Adn we know in 2025 how careful the general user is of consuming bias and propaganda, right?
The confidence score is about the likelihood of this token appearing in this context.
LLMs don't operate in facts or knowledge.
It certainly should be able to tell you it doesn't know. Until it can though, a trick that I have learned is to try to frame the question in different ways that suggest contradictory answers. For example, I'd ask something like these, in a fresh context for each:
- Why does Duckduckgo change it's logo based on what you've searched?
- Why doesn't Duckduckgo change it's logo based on what you've searched?
- When did Duckduckgo add the current feature that will change the logo based on what you've searched?
- When did Duckduckgo remove the feature that changes the logo based on what you've searched?
This is similar to what you did, but it feels more natural when I genuinely don't know the answer myself. By asking loaded questions like this, you can get a sense of how strongly this information is encoded in the model. If the LLM comes up with an answer without contradicting any of the questions, it simply doesn't know. If it comes up with a reason for one of them, and contradicts the other matching loaded question, you know that information is encoded fairly strongly in the model (whether it is correct is a different matter).
I see these approaches a lot when I look over the shoulders of LLM users, and find it very funny :D you're spending the time, effort, bandwidth and energy for four carefully worded questions to try and get a sense of the likelihood of the LLM's output resembling facts, when just a single, basic query with simple terms in any traditional search engine would give you a much more reliable, more easily verifable/falsifiable answer. People seem so transfixed by the conversational interface smokeshow that they forgot we already have much better tools for all of these problems. (And yes, I understand that these were just toy examples.)
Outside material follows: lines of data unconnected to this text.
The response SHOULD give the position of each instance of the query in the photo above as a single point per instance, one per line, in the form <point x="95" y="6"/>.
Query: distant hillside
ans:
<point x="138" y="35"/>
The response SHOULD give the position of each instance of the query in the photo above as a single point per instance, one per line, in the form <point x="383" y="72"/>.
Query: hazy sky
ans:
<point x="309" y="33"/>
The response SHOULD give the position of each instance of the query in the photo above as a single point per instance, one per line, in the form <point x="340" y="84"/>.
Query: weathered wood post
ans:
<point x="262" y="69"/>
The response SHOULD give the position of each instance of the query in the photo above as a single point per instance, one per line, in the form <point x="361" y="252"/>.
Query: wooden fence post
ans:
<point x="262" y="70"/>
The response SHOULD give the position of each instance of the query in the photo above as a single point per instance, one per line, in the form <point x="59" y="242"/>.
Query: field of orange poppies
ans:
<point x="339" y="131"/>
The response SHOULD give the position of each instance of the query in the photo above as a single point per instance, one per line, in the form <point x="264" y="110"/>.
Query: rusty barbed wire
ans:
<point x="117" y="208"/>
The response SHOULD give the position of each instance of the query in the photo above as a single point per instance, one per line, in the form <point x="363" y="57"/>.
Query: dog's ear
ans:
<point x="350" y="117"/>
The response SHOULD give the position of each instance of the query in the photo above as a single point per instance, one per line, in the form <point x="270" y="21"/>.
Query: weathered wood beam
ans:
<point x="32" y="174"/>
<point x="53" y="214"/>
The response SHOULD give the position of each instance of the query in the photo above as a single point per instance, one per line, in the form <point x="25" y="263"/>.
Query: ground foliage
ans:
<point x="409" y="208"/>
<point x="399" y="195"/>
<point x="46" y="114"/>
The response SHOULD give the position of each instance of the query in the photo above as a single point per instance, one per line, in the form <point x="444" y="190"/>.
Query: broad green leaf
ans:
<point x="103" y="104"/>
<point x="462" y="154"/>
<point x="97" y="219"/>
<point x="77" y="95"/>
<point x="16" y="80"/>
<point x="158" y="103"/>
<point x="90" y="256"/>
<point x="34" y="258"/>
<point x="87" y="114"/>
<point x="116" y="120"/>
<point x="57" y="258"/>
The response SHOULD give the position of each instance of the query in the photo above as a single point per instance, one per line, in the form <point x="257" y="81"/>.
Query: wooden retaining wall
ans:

The nice thing about using a language model over using a traditional search engine is being able to provide specific context (ie disambiguate where keyword searches would be ambiguous) and to correlate unrelated information that would require multiple traditional searches using a single LLM query. I use Kagi, which provides interfaces for both traditional keyword searches, and for LLM chats. I use whichever is more appropriate for any given query.
It really depends on the query. I'm not a Google query expert, but I'm above average. I've noticed that phrasing a query in a certain way to get better results just no longer works. Especially in the last year, I have found it returns results that aren't even relevant at all.
The problem is people have learned to fill their articles/blogs with as many word combinations as possible so that it will show up in as many Google searches as possible, even if it's not relevant to the main question. The article has just 1 subheading that is somewhat relevant to the search query, even though the information under that subheading is completely irrelevant.
LLMs have ironically made this even worse because now it's so easy to generate slop and have it be recommended by Google's SEO. I used to be very good at phrasing a search query in the right way, or quoting the right words/phrases, or having it filter by sites. Those techniques no longer work.
So I have turned to ChatGPT for most of the queries I would have typically used Google for. Especially with the introduction of annotations. Now I can verify the source from where it determined the answer. It's a far better experience in most circumstances compared to Google.
I have also found ChatGPT to be much better than other LLMs at understanding nuance. There have been numerous occasions where I have pushed back against ChatGPT's answer and it has responded with something like "You would be correct if your input/criteria is X. But in this case, since your input/criteria is Y, this is the better solution for Z reasons".